In [1]:
import pandas as pd

import numpy as np

import pickle

# Load Datasets

### Load Biological Process Terms

In [2]:
trainBP_terms=pd.read_pickle('../../../data/DeepGo/train-bp.pkl')

trainBP_terms=trainBP_terms[trainBP_terms['orgs']=='9606']

testBP_terms=pd.read_pickle('../../../data/DeepGo/test-bp.pkl')

testBP_terms=testBP_terms[testBP_terms['orgs']=='9606']

trainBP_terms.columns=['uniprot_ac', 'gos', 'labels', 'ngrams', 'proteins', 'sequences','orgs', 'embeddings']

testBP_terms.columns=['uniprot_ac', 'gos', 'labels', 'ngrams', 'proteins', 'sequences','orgs', 'embeddings']

# load DeepGO embeddings

In [3]:
embedding_size=256

trainProtein_weights = np.zeros((trainBP_terms.shape[0], embedding_size))

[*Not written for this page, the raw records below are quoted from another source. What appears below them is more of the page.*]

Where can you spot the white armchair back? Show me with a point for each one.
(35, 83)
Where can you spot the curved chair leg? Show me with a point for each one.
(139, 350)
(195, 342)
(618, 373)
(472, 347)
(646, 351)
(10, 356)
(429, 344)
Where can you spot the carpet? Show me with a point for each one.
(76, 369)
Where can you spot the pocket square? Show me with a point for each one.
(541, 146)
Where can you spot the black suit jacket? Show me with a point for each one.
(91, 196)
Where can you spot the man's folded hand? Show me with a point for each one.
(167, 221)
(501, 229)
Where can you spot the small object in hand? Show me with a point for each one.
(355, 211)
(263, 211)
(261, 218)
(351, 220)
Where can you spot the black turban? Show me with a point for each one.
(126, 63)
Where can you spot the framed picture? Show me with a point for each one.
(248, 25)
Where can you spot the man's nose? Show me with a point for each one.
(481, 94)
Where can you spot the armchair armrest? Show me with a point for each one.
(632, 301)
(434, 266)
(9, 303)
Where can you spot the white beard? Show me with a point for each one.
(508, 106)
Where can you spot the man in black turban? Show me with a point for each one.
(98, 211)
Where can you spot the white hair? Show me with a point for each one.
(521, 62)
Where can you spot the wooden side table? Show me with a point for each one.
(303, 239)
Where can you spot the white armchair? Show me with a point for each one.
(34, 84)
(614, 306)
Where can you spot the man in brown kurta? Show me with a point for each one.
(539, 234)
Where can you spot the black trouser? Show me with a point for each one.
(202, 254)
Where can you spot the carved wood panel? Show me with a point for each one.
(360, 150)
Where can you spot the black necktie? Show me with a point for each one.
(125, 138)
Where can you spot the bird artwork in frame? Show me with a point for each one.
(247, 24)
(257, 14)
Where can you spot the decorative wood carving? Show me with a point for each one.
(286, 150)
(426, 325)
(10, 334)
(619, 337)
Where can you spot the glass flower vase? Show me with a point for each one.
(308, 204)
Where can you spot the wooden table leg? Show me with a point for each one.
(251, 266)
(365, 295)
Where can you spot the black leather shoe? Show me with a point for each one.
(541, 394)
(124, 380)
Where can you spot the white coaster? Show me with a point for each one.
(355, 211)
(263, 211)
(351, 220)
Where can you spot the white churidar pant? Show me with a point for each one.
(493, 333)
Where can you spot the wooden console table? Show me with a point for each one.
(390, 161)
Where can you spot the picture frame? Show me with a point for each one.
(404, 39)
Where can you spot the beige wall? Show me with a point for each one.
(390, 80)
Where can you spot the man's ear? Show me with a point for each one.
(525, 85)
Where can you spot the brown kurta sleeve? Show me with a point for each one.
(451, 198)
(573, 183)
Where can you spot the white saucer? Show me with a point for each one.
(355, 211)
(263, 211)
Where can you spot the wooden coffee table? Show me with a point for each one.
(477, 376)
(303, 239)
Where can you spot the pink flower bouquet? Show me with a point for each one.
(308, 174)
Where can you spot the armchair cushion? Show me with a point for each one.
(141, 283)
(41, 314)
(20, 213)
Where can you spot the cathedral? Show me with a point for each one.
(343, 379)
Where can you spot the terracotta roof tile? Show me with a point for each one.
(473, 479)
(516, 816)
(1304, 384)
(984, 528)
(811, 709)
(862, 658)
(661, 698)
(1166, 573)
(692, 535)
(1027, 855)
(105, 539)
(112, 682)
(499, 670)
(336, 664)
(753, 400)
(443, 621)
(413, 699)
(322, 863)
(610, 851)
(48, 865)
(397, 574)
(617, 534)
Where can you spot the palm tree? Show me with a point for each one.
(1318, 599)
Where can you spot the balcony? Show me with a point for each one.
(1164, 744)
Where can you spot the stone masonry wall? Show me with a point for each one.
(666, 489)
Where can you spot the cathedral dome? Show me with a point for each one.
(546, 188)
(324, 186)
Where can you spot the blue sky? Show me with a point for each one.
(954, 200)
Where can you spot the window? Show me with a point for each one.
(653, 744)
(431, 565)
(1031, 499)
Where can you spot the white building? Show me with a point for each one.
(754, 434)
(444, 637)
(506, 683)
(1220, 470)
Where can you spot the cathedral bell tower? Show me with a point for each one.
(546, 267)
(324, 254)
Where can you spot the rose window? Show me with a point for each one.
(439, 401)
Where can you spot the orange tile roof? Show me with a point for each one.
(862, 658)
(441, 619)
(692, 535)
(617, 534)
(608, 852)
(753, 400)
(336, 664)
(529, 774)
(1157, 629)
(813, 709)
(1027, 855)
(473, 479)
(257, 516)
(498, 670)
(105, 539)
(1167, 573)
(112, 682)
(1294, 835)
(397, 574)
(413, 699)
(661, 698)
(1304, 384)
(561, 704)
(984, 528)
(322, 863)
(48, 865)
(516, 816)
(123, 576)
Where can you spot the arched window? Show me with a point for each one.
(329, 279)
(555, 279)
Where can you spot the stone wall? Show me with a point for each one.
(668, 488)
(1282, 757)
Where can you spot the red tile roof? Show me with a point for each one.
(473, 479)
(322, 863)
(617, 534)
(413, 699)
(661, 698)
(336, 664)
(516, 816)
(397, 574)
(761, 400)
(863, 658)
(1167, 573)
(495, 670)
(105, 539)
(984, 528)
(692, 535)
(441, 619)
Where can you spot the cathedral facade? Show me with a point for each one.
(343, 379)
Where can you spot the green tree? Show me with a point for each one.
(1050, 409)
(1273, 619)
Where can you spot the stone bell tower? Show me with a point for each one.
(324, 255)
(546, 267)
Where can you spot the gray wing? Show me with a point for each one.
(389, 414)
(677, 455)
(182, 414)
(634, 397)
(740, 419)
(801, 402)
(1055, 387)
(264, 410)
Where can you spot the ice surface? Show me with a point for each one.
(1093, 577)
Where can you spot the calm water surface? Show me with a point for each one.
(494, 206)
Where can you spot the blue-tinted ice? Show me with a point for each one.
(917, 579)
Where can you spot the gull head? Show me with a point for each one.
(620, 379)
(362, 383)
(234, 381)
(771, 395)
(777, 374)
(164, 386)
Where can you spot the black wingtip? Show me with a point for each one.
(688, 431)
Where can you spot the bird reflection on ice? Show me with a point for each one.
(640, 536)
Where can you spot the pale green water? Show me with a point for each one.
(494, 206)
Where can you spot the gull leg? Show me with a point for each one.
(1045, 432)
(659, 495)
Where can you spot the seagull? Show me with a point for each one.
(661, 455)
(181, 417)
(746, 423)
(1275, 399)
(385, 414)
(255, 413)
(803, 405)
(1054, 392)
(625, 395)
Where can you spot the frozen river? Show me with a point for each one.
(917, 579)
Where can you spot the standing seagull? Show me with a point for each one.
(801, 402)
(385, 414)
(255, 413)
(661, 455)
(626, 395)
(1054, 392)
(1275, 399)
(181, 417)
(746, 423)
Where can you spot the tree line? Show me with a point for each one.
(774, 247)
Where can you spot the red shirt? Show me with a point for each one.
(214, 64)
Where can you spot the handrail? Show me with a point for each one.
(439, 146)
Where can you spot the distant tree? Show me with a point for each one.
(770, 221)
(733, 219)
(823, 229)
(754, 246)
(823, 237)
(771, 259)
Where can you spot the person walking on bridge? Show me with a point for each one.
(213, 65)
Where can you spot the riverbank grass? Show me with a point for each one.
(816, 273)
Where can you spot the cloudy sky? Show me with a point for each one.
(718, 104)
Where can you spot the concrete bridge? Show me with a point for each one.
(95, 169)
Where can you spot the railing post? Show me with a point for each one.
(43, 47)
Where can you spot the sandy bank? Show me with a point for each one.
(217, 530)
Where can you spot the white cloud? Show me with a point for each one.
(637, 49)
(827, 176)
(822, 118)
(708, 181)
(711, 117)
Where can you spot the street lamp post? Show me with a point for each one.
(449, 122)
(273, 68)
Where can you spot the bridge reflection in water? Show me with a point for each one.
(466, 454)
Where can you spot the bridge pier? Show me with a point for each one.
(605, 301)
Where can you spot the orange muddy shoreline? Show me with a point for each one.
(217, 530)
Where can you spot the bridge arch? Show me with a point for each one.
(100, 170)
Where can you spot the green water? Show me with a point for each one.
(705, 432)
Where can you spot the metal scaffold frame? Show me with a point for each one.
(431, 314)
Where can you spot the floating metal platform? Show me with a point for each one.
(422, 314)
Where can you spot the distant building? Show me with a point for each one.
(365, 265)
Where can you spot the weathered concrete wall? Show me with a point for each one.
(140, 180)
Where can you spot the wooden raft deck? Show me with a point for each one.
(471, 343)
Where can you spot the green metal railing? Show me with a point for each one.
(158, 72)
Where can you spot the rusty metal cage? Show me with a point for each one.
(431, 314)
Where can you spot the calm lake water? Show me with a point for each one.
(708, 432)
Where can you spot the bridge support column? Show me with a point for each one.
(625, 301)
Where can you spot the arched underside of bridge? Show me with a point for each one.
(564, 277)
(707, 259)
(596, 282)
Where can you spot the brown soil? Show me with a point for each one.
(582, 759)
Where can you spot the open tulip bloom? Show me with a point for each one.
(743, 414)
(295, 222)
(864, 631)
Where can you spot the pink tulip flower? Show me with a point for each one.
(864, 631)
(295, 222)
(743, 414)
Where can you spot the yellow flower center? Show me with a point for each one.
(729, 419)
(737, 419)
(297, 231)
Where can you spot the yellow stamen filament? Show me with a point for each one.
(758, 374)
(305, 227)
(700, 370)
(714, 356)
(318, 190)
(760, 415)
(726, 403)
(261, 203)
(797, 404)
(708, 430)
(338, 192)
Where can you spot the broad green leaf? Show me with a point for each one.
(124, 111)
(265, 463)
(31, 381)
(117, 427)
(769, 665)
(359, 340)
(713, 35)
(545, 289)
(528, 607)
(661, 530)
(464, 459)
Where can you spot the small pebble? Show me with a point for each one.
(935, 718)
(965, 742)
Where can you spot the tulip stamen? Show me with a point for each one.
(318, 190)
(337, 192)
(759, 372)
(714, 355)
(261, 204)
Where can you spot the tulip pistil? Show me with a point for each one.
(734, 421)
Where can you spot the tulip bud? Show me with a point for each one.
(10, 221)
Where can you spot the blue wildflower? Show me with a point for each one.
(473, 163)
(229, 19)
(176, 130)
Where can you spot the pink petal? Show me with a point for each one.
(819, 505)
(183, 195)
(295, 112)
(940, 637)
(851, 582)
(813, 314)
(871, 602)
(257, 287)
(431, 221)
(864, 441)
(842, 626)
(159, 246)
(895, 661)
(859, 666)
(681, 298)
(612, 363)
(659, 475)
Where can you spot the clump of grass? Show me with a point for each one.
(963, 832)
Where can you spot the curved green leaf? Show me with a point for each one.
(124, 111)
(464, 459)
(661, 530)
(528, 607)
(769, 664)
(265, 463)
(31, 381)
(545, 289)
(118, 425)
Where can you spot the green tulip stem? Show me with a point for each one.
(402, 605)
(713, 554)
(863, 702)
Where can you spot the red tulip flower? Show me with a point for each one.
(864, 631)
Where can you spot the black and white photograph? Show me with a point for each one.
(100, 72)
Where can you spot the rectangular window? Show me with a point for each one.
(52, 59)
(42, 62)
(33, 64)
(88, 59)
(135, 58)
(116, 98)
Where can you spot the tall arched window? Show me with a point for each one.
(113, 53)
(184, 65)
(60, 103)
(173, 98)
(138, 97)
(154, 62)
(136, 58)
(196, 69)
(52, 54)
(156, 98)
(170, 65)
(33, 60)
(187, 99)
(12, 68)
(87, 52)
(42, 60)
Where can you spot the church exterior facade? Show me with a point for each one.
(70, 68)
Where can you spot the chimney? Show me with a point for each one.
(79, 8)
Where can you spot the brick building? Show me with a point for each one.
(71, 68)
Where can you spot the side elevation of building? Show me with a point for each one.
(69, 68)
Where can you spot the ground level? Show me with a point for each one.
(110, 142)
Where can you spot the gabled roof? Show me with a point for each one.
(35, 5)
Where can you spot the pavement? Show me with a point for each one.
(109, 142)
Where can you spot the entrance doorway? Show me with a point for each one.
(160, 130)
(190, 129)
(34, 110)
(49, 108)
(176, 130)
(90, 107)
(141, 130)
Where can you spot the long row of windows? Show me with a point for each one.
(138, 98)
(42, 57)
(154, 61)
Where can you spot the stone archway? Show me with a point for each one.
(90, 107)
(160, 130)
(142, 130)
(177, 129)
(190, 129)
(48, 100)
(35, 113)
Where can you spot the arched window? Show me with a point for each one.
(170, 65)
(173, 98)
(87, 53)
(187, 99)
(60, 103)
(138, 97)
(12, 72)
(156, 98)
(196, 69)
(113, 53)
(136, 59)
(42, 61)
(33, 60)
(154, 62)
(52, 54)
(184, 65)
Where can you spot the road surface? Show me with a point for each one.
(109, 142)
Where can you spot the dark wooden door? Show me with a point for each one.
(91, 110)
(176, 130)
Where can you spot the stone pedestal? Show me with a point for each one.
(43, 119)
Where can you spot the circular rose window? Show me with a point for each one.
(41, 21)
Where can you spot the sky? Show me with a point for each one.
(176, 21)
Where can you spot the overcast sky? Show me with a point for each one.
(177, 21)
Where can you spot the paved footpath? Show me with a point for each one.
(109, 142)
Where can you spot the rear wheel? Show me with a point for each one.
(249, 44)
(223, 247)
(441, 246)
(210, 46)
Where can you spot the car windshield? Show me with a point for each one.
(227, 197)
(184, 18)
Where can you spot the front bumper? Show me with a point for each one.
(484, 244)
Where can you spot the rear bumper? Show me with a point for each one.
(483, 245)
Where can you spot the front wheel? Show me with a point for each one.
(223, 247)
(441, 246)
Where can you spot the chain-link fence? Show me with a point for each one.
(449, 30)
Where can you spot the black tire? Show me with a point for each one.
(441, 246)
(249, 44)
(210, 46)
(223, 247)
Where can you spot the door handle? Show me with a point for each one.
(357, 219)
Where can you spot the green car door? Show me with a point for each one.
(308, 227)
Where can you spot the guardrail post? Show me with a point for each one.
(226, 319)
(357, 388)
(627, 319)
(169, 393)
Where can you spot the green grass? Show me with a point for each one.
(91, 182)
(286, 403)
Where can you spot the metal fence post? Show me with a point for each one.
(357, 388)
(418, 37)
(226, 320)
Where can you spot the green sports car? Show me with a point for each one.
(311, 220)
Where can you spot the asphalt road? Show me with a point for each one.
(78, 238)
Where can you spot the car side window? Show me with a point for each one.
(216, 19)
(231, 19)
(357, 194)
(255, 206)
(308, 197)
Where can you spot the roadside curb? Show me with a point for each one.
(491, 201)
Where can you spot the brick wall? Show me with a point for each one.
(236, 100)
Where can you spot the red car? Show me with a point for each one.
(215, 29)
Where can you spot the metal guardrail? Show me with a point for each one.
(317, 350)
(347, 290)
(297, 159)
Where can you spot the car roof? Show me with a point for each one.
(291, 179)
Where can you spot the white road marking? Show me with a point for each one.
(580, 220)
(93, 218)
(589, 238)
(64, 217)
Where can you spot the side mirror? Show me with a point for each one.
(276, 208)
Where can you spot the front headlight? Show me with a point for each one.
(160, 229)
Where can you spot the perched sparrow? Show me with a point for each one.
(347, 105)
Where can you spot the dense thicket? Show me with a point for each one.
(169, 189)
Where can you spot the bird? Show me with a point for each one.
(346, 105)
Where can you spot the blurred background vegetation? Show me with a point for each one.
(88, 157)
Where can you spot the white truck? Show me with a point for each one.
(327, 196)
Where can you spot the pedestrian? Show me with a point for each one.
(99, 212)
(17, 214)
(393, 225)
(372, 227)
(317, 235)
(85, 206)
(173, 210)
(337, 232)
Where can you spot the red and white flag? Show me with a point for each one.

testProtein_weights = np.zeros((testBP_terms.shape[0], embedding_size))




In [4]:
trainBP_terms.columns

Index(['uniprot_ac', 'gos', 'labels', 'ngrams', 'proteins', 'sequences',
       'orgs', 'embeddings'],
      dtype='object')

In [5]:
for i in range(trainBP_terms.shape[0]):  
    trainProtein_weights[i]=trainBP_terms.iloc[i][7]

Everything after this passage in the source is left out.